Overview
This node uses the Playwright library to interact with web pages programmatically, specifically to generate PDF documents from given URLs. It launches or connects to a Chromium browser instance, navigates to the specified URL, and produces a PDF snapshot of the page content according to user-defined settings.
Common scenarios where this node is beneficial include:
- Automatically generating PDFs of web pages for archiving or reporting.
- Creating printable versions of dynamic web content.
- Capturing styled documents that respect CSS page size rules.
- Batch processing multiple URLs to PDFs in workflows.
Practical example:
- A marketing team wants to archive daily snapshots of competitor landing pages as PDFs for analysis.
- A legal department needs to convert online contracts into standardized PDF files with custom headers and footers.
Properties
| Name | Meaning |
|---|---|
| URL | The web address of the page to convert to PDF. |
| Property Name | The name of the binary property where the generated PDF data will be stored. |
| Page Ranges | Specifies which pages to print in the PDF (e.g., "1-5, 8, 11-13"). |
| Scale | Scales the rendering of the web page; must be between 0.1 and 2. |
| Prefer CSS Page Size | If true, any CSS @page size declared on the page takes priority over width, height, or format options. |
| Format | Paper format type when printing PDF (e.g., Letter, Legal, A4). Only used if "Prefer CSS Page Size" is false. |
| Height | Custom paper height (number or string with unit). Used only if "Prefer CSS Page Size" is false and set. |
| Width | Custom paper width (number or string with unit). Used only if "Prefer CSS Page Size" is false and set. |
| Landscape | Whether to print the PDF in landscape orientation. |
| Margin | Collection to set PDF margins: top, bottom, left, right. |
| Display Header/Footer | Whether to show header and footer in the PDF. |
| Header Template | HTML template for the print header, supporting classes like .date, .title, .url, .pageNumber, .totalPages. |
| Footer Template | HTML template for the print footer, supporting classes like .date. |
| Transparent Background | If true, hides the default white background allowing transparent PDFs. |
| Background Graphics | Whether to include background graphics in the PDF. |
| Query Parameters | Additional query parameters to append to the URL before loading the page. |
| Options | Various advanced options including: - Batch Size: number of pages processed simultaneously. - Browser WebSocket Endpoint: connect to existing browser. - Emulate Device: emulate specific device viewport. - Executable Path: path to browser executable. - Extra Headers: HTTP headers to send. - File Name: filename for binary data. - Launch Arguments: additional command line args. - Timeout: max navigation time. - Protocol Timeout: max protocol response wait. - Wait Until: event to consider navigation succeeded. - Page Caching: enable/disable caching. - Headless mode: run browser headless. - Proxy Server: proxy configuration. - Add Container Arguments: add recommended container args. |
Output
The node outputs an array of items corresponding to each input item processed. Each output item contains:
- binary: A binary property named as per the "Property Name" input, containing the generated PDF file data.
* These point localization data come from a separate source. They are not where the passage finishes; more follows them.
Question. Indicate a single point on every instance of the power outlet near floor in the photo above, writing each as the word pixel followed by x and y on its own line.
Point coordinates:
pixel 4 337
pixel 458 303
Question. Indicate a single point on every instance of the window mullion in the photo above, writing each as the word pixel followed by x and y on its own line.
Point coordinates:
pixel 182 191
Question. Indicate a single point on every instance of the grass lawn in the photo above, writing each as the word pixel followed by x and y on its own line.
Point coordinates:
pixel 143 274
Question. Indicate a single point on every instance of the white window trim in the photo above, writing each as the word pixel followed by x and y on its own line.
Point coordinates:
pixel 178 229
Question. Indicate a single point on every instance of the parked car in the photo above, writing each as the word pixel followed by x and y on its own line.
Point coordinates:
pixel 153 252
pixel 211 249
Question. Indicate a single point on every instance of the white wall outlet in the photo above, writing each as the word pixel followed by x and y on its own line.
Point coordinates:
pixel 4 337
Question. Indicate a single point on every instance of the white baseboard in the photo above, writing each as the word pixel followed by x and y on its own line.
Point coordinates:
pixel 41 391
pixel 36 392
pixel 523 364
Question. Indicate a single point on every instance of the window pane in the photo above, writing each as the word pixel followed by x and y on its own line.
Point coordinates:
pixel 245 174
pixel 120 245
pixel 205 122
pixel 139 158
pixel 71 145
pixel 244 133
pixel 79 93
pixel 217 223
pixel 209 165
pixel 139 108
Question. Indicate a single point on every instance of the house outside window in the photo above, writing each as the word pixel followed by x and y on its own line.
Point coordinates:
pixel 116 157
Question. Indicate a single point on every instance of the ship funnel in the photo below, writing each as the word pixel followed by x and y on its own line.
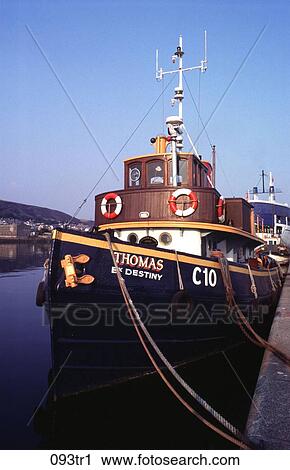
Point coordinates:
pixel 160 143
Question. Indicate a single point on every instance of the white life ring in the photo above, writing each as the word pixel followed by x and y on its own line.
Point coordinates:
pixel 118 202
pixel 183 192
pixel 221 210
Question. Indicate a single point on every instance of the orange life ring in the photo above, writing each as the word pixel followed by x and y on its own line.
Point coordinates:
pixel 118 202
pixel 221 210
pixel 183 192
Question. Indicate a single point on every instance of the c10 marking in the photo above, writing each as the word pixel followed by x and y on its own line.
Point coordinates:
pixel 205 276
pixel 70 459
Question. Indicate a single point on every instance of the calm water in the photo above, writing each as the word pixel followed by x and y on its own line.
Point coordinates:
pixel 140 414
pixel 24 343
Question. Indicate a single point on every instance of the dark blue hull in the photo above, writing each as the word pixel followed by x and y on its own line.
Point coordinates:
pixel 93 340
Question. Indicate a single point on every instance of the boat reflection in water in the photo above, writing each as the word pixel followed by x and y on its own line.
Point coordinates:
pixel 79 413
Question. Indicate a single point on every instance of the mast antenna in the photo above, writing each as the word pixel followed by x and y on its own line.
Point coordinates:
pixel 175 123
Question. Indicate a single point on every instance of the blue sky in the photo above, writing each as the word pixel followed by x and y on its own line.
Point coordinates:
pixel 104 54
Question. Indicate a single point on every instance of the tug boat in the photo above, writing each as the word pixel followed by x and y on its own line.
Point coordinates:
pixel 168 229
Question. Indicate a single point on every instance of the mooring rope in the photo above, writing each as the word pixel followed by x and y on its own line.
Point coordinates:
pixel 274 287
pixel 241 442
pixel 245 325
pixel 253 284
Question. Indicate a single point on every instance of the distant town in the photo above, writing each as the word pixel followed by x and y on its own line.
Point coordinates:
pixel 11 229
pixel 22 222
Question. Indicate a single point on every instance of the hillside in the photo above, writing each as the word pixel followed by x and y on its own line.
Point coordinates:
pixel 15 210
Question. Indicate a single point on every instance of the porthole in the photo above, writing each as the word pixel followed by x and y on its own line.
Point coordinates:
pixel 132 238
pixel 165 238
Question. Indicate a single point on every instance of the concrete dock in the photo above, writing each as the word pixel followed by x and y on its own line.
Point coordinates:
pixel 268 425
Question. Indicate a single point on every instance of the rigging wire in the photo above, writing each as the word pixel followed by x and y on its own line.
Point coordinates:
pixel 72 102
pixel 207 135
pixel 232 80
pixel 121 149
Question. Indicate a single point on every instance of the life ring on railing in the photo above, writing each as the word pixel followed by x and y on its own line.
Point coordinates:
pixel 183 192
pixel 221 210
pixel 117 200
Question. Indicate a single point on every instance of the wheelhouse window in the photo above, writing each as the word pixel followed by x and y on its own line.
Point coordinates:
pixel 155 172
pixel 182 171
pixel 135 175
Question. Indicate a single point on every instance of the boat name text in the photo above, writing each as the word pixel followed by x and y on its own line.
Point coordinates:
pixel 138 261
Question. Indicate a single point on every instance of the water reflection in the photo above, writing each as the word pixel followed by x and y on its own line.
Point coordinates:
pixel 20 256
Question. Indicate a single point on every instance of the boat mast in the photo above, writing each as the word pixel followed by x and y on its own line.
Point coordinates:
pixel 175 123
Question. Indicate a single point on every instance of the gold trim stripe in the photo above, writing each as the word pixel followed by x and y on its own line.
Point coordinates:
pixel 180 224
pixel 71 238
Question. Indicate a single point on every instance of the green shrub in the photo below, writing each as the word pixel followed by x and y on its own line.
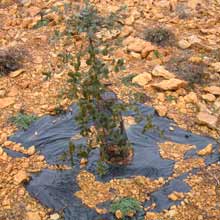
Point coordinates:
pixel 126 206
pixel 158 35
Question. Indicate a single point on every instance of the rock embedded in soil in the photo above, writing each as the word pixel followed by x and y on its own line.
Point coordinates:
pixel 33 216
pixel 31 150
pixel 205 151
pixel 161 110
pixel 139 45
pixel 126 31
pixel 142 79
pixel 16 73
pixel 191 98
pixel 162 72
pixel 55 216
pixel 204 118
pixel 215 90
pixel 209 97
pixel 171 84
pixel 216 66
pixel 147 49
pixel 176 196
pixel 2 93
pixel 184 44
pixel 21 177
pixel 5 102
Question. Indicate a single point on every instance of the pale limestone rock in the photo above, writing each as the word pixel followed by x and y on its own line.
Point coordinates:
pixel 1 151
pixel 216 66
pixel 31 150
pixel 162 72
pixel 55 216
pixel 171 84
pixel 217 104
pixel 142 79
pixel 191 98
pixel 21 177
pixel 16 73
pixel 209 97
pixel 204 118
pixel 7 101
pixel 215 90
pixel 137 45
pixel 205 151
pixel 147 49
pixel 126 31
pixel 83 161
pixel 2 93
pixel 184 44
pixel 161 110
pixel 33 216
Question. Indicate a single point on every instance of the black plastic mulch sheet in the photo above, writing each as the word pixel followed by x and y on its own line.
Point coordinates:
pixel 55 189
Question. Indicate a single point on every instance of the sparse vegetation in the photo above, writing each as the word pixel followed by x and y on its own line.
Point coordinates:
pixel 97 103
pixel 8 62
pixel 159 35
pixel 126 206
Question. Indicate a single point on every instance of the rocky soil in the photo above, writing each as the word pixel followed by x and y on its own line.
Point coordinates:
pixel 179 72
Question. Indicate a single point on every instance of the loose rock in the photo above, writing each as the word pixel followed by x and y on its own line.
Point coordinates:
pixel 33 216
pixel 171 84
pixel 205 118
pixel 205 151
pixel 161 71
pixel 21 177
pixel 5 102
pixel 209 97
pixel 142 79
pixel 215 90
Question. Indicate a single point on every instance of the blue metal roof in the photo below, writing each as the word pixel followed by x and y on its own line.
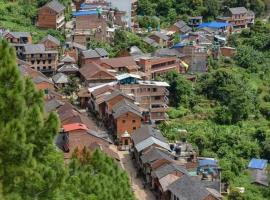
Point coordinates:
pixel 206 162
pixel 84 13
pixel 257 163
pixel 214 24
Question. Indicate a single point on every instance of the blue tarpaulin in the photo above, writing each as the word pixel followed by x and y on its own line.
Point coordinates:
pixel 207 162
pixel 83 13
pixel 257 163
pixel 214 24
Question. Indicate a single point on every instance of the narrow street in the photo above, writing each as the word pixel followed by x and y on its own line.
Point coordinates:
pixel 140 192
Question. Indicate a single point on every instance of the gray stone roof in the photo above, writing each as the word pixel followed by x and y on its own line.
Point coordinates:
pixel 53 105
pixel 145 132
pixel 52 39
pixel 238 10
pixel 40 79
pixel 19 34
pixel 150 42
pixel 90 54
pixel 155 154
pixel 56 6
pixel 68 59
pixel 60 78
pixel 165 52
pixel 34 48
pixel 102 52
pixel 68 68
pixel 186 188
pixel 161 35
pixel 125 106
pixel 169 168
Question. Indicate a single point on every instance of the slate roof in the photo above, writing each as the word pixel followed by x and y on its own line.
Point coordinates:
pixel 53 105
pixel 186 188
pixel 125 106
pixel 52 39
pixel 34 48
pixel 102 52
pixel 89 70
pixel 41 79
pixel 238 10
pixel 55 5
pixel 90 54
pixel 153 155
pixel 18 34
pixel 116 93
pixel 150 42
pixel 183 26
pixel 119 62
pixel 60 78
pixel 145 132
pixel 68 59
pixel 169 168
pixel 161 35
pixel 68 68
pixel 165 52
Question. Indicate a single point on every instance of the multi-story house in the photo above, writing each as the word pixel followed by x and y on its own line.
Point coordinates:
pixel 40 59
pixel 156 66
pixel 239 17
pixel 151 96
pixel 89 24
pixel 51 15
pixel 18 37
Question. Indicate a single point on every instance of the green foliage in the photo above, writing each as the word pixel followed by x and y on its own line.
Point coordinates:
pixel 31 167
pixel 181 91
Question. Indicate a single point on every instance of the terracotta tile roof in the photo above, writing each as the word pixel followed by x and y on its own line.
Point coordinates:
pixel 119 62
pixel 83 139
pixel 74 127
pixel 89 70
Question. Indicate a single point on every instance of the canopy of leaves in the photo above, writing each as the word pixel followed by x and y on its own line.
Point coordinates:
pixel 30 165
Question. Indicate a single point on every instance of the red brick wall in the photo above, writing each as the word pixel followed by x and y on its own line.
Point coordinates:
pixel 46 18
pixel 126 123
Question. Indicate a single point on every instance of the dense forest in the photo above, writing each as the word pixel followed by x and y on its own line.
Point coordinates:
pixel 30 165
pixel 166 12
pixel 226 112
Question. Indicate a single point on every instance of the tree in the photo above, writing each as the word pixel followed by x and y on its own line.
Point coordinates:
pixel 181 92
pixel 30 167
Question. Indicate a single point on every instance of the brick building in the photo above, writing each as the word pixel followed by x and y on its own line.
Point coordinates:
pixel 39 58
pixel 239 17
pixel 51 15
pixel 156 66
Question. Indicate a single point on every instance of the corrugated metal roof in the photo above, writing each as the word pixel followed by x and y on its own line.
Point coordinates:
pixel 84 13
pixel 257 163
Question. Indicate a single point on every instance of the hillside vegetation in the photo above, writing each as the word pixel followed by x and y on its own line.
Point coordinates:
pixel 226 112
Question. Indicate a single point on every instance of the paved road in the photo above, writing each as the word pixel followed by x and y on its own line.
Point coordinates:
pixel 140 192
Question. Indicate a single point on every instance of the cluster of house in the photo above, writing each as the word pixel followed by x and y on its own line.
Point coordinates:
pixel 173 171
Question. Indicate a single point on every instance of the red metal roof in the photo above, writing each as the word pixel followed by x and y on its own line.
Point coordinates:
pixel 74 126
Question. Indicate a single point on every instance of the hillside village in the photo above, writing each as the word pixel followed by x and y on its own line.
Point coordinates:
pixel 116 103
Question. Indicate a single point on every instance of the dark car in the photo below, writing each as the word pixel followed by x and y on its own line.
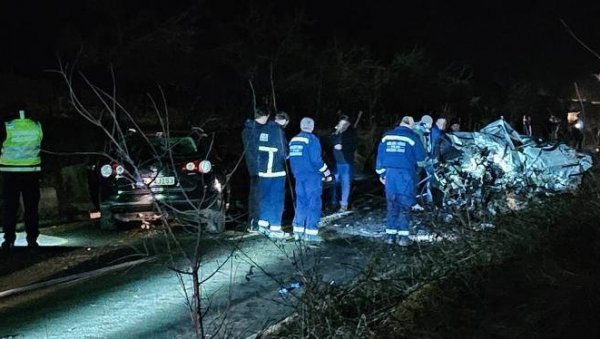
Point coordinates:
pixel 152 177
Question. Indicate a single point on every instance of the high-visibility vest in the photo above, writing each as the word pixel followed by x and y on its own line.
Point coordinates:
pixel 21 149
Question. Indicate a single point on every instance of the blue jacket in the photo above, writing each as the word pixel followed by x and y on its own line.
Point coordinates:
pixel 305 155
pixel 436 134
pixel 400 148
pixel 266 149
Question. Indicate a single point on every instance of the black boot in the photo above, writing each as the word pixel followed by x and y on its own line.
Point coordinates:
pixel 390 239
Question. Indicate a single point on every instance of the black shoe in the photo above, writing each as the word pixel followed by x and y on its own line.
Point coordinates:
pixel 390 239
pixel 7 245
pixel 404 241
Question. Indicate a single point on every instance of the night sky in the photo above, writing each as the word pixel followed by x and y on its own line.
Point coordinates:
pixel 523 37
pixel 503 41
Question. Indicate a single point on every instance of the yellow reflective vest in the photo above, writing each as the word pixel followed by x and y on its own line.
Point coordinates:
pixel 21 149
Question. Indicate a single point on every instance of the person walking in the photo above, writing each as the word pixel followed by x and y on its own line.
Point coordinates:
pixel 399 154
pixel 309 170
pixel 20 165
pixel 344 143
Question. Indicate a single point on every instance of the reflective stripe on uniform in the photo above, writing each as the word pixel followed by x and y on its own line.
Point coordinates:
pixel 21 169
pixel 298 229
pixel 299 139
pixel 398 138
pixel 311 231
pixel 271 174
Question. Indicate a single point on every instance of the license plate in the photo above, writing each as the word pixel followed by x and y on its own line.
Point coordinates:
pixel 163 181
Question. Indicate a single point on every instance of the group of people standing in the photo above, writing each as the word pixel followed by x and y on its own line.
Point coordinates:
pixel 20 166
pixel 406 154
pixel 266 151
pixel 401 152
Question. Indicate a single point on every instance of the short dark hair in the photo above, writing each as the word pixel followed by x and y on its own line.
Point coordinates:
pixel 281 115
pixel 259 113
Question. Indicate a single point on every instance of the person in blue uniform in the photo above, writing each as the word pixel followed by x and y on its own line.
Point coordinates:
pixel 399 155
pixel 309 170
pixel 265 148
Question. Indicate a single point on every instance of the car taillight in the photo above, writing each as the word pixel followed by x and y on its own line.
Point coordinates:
pixel 110 169
pixel 203 166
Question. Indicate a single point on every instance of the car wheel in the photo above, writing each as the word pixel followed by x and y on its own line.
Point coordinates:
pixel 107 222
pixel 215 221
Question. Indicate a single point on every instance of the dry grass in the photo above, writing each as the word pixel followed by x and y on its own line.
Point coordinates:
pixel 503 282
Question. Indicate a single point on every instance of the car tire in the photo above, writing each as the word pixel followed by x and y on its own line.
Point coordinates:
pixel 107 222
pixel 215 221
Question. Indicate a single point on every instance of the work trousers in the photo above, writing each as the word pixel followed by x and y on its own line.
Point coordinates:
pixel 272 197
pixel 400 196
pixel 253 203
pixel 15 186
pixel 309 189
pixel 343 184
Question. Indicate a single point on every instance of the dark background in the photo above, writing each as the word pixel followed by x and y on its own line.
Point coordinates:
pixel 472 61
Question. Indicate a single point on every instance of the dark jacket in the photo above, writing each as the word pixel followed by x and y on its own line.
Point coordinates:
pixel 265 149
pixel 349 142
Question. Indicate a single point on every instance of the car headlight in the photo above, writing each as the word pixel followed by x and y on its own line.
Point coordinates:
pixel 120 170
pixel 218 186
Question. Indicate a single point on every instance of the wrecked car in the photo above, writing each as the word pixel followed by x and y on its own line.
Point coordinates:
pixel 148 177
pixel 497 167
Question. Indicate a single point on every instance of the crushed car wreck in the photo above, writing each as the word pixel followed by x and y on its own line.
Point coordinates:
pixel 497 167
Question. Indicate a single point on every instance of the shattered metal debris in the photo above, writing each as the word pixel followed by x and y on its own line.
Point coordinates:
pixel 283 292
pixel 498 168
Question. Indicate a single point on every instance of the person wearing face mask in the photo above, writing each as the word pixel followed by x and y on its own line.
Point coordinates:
pixel 399 156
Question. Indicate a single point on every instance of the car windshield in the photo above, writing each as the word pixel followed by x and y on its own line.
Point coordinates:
pixel 159 147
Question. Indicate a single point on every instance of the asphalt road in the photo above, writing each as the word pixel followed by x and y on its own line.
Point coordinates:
pixel 149 300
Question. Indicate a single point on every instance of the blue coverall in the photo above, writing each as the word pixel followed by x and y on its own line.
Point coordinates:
pixel 308 169
pixel 344 165
pixel 266 151
pixel 400 152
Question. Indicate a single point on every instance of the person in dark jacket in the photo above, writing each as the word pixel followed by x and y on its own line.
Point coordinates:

- json: Metadata about the HTTP response including:
headers: HTTP response headers from the page request.statusCode: HTTP status code of the page response.url: The final URL loaded (including query parameters).
The binary data represents the PDF document generated from the webpage.
Dependencies
- Requires the Playwright library to launch or connect to a Chromium browser instance.
- May require an API key or authentication if accessing protected URLs (handled externally).
- Environment variables can influence behavior, e.g., executable path for the browser.
- Supports connecting to an existing browser via WebSocket endpoint.
- Optional device emulation depends on Playwright's predefined devices.
Troubleshooting
- Failed to launch/connect to browser: Check that the browser executable path is correct or that the WebSocket endpoint is reachable. Ensure required dependencies for Playwright are installed.
- Invalid URL error: Verify the URL syntax and ensure it is properly formatted.
- Request failed with status code >= 400: The target page returned an error; check URL accessibility and permissions.
- Timeout errors: Increase the navigation timeout or protocol timeout if pages take longer to load.
- Failed to generate PDF: Could be due to page load issues or invalid PDF options; verify all PDF-related properties.
- Memory or CPU overload: Reduce batch size to limit simultaneous page loads.
- Container environment issues: Enable "Add Container Arguments" to add recommended flags for running Chromium in containers.